Comme à son habitude, le président du tribunal demande au prévenu ce qu’il faut faire : « On va devoir en passer par un séjour en prison ?

— Je n’espère pas.

— Mais le contrôle judiciaire, vous n’en avez rien eu à faire la première fois.

— C’est que je n’avais pas vu mon fils depuis deux semaines. J’ai réagi comme un enfant.

— Sûrement pas, vous avez réagi comme un homme méchant », corrige le juge.

La procureure de la République profite de ses réquisitions pour fournir une nouvelle analyse, évoquant l’adoption du prévenu à l’origine d’un rapport compliqué à l’abandon et d’une situation complexe avec son fils. Elle rappelle aussi que sa consommation d’alcool a explosé après la séparation du couple. Enfin, la magistrate parle de l’hyperémotivité du prévenu qui « nécessite un sursis probatoire ». Elle requiert donc 12 mois de prison avec sursis, assorti des mesures déjà mises en place dans le cadre du contrôle judiciaire.
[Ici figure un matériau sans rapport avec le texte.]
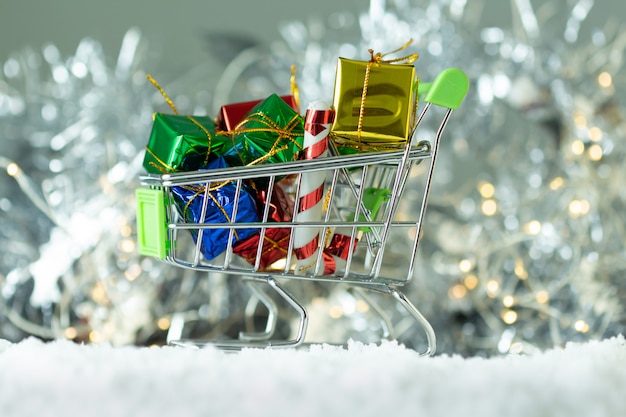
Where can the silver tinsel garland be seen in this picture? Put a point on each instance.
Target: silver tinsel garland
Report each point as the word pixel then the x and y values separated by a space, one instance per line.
pixel 523 245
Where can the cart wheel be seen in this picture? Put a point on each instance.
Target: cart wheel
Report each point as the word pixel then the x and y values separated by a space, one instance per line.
pixel 263 339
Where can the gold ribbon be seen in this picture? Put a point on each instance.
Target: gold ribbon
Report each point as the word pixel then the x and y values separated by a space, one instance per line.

Côté défense, l’avocat du prévenu plaide selon le principe « non bis in idem » qui dit qu’on ne peut pas être puni deux fois pour les mêmes faits : il demande la relaxe pour les menaces, puisqu’elles seraient selon lui proférées dans les SMS par ailleurs en cause dans l’infraction d’envoi réitéré de messages malveillants. Concernant la peine, Me Tanneguy de Bellescize propose un stage de prévention aux violences sexistes au lieu de la peine de prison avec sursis requise, rappelant que son client ne s’est jamais rendu au domicile ou sur le lieu de travail de son ex-compagne et qu’il a toujours répondu aux convocations de la justice.

Plutôt que de trancher entre les réquisitions de la procureure et la plaidoirie de l’avocat, le tribunal opte pour le cumul : déclaré coupable de tous les faits reprochés (envois réitérés et menaces), Monsieur S. est condamné à une peine de 12 mois de prison avec sursis renforcé, le stage de prévention recommandé par l’avocat ainsi que les interdictions habituelles de contact avec la victime et des obligations de soins.

« Le suivi renforcé, c’est pour l’évaluation pluridisciplinaire », explique le juge à l’avocat, une fois que le prévenu a quitté le box. Avant l’arrivée du prochain dossier, Sylvain Bottineau recommande des hôpitaux où Monsieur S. pourrait se faire soigner et insiste : « Je pense que c’est un vrai parano qui s’ignore. Il ne faut pas qu’il décompense. Si vous pouvez aider là-dessus, Monsieur l’avocat… » Et sans prendre plus de temps pour respirer, il faut déjà faire place au prochain mis en cause.